O Brasil aprovou a fase final do plano para eliminar os HCFCs até 2030, substâncias que destroem a camada de ozônio. A nova etapa foca no setor de manutenção, evita o uso de gases com alto impacto climático e inclui projetos inovadores, normas técnicas, e certificação de técnicos para garantir práticas sustentáveis.
O Brasil reforça sua liderança na proteção da camada de ozônio e do clima com a aprovação da terceira e última fase do seu Plano de Gestão para Eliminação dos HCFCs (PBH). O objetivo é eliminar completamente essas substâncias que destroem a camada de ozônio até 2030.
A Etapa 3 foca no setor de manutenção e inclui projetos inovadores para evitar a substituição dos HCFCs por tecnologias com alto potencial de aquecimento global (HFCs). Esses projetos envolvem sistemas de refrigeração industrial e chillers, e devem preparar o caminho para futuras regulamentações no âmbito do Plano de Implementação de Kigali.

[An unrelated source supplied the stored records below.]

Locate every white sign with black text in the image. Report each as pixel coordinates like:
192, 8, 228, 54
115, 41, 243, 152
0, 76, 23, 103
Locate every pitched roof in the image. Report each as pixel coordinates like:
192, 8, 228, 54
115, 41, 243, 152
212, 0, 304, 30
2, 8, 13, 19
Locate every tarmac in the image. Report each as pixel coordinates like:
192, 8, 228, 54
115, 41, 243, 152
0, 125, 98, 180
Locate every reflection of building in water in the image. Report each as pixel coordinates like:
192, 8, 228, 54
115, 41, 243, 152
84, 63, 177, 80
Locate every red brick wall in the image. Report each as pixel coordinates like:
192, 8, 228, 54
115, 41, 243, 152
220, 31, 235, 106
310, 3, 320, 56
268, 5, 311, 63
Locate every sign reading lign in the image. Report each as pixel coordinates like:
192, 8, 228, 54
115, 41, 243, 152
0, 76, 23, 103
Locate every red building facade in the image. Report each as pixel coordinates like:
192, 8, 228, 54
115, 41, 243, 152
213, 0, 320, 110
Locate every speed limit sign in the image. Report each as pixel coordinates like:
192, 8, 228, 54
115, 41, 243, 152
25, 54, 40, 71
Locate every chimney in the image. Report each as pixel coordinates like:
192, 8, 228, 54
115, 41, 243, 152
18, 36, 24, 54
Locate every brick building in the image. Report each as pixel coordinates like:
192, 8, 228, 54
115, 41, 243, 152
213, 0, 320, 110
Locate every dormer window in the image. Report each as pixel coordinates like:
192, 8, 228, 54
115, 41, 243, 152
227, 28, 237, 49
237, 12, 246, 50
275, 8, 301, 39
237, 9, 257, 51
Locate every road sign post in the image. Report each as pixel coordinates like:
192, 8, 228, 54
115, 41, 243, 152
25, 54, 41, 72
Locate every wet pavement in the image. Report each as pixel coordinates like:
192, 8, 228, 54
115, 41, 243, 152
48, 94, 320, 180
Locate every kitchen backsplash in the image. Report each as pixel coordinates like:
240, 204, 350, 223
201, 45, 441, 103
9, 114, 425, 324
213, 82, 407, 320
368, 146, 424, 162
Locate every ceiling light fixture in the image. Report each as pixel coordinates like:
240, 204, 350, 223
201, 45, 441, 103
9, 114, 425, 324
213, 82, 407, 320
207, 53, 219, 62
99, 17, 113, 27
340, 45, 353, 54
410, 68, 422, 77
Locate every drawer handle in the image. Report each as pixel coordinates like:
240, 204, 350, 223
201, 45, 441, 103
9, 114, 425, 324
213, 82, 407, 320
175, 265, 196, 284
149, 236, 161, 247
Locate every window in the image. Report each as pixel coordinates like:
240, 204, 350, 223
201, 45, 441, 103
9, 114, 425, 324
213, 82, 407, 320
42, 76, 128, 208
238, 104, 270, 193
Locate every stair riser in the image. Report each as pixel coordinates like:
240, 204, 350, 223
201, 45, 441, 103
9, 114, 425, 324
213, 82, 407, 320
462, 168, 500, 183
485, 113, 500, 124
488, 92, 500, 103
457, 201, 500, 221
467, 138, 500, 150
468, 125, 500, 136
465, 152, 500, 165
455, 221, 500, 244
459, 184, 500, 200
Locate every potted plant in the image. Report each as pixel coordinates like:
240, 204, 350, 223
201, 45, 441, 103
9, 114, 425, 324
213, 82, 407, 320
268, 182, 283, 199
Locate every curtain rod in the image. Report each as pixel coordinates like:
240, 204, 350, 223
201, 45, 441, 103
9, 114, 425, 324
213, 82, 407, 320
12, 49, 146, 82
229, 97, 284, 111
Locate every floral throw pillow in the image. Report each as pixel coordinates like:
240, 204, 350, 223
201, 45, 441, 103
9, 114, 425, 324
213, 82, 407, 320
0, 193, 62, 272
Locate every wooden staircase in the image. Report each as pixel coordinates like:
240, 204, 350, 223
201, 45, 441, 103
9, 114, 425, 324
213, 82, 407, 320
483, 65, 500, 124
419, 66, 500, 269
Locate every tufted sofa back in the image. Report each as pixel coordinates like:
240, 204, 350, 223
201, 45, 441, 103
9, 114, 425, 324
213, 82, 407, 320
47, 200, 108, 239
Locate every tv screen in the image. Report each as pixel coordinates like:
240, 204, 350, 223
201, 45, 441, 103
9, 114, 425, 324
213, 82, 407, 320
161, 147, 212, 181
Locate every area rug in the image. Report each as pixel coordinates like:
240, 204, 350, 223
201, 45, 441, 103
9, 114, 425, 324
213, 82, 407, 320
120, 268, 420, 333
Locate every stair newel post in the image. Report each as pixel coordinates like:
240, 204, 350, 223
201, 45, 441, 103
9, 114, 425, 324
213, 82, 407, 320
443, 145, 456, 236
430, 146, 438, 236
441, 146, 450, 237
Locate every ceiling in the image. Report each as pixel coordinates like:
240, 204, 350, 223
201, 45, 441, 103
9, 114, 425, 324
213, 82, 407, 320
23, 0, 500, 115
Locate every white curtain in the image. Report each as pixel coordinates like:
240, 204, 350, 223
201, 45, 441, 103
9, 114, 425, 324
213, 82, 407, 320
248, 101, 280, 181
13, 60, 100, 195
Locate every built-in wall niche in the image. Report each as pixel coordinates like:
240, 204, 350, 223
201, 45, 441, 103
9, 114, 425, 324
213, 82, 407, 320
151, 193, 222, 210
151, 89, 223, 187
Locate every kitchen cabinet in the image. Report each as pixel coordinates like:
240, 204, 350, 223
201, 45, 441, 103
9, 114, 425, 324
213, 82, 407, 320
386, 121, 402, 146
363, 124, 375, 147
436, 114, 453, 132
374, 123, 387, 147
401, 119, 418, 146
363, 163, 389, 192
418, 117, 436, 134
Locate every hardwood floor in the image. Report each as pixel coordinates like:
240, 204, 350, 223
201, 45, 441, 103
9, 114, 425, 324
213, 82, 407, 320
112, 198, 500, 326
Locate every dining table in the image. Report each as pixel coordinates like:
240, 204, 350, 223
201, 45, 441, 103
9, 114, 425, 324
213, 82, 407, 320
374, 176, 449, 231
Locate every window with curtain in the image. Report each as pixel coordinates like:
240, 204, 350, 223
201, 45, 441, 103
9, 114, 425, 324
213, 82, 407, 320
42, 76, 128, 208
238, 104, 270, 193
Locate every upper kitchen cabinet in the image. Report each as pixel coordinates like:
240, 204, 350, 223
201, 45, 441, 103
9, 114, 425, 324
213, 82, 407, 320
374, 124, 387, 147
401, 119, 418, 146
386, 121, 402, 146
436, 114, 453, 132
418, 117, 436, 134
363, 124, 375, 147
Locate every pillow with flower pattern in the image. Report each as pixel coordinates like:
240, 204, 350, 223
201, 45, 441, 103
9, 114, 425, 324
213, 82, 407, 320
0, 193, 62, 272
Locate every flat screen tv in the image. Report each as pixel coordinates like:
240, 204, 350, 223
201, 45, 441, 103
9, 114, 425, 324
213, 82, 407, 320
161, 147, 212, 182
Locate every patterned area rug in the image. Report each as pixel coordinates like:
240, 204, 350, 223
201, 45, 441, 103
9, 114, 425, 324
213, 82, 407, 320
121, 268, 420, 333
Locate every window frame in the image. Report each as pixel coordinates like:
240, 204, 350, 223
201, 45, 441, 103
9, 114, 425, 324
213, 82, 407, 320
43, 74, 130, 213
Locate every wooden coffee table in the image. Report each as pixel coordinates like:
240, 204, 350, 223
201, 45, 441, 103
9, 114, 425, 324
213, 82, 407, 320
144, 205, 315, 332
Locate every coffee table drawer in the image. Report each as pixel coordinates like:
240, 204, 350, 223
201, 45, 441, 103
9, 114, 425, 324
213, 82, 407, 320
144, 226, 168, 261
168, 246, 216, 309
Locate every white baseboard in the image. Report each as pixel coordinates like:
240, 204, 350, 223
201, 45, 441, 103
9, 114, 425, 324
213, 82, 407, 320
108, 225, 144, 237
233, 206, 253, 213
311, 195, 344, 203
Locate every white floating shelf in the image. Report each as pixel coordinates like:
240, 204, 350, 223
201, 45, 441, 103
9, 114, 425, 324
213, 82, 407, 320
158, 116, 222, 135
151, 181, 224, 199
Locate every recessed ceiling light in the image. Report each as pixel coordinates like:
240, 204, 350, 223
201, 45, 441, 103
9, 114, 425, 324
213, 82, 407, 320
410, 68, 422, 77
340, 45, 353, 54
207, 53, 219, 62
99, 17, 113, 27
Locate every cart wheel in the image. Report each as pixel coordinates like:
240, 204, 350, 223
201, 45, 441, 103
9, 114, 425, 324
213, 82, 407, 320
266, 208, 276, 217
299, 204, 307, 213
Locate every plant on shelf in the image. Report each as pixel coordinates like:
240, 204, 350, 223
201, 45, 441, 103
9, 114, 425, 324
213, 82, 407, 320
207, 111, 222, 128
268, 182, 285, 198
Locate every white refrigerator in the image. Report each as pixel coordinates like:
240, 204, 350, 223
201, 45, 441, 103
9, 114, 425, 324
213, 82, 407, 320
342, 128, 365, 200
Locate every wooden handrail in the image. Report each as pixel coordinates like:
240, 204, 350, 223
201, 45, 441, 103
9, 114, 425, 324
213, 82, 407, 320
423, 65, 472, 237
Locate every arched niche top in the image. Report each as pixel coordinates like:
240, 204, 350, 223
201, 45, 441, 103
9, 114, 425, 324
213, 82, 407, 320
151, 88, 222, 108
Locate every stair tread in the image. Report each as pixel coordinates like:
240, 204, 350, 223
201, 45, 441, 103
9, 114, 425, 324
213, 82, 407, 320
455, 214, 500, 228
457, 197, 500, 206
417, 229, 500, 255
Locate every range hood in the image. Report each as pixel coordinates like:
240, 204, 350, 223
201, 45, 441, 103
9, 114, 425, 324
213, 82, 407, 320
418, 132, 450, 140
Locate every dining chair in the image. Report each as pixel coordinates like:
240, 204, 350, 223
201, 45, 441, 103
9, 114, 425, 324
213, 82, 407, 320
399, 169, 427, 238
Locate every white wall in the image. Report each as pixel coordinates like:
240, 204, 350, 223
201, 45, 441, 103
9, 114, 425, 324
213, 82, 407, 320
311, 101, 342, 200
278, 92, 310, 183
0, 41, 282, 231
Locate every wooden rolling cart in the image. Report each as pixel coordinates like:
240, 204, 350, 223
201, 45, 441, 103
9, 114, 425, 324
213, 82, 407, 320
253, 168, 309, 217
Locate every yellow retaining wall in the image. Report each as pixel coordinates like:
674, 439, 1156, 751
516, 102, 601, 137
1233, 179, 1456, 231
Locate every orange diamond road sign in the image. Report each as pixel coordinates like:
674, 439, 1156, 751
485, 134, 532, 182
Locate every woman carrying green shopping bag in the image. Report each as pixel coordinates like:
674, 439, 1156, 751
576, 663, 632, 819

Um marco regulatório robusto, desenvolvido nas fases anteriores, garantirá a sustentabilidade, incluindo:
- Proibição da importação de HCFC-141b para produção de espuma de poliuretano;
- Redução gradual das cotas de importação de HCFCs;
- Adoção de normas para boas práticas em refrigeração e ar-condicionado;
- Criação de um sistema nacional de certificação de técnicos, promovendo o uso seguro de alternativas com baixo impacto climático.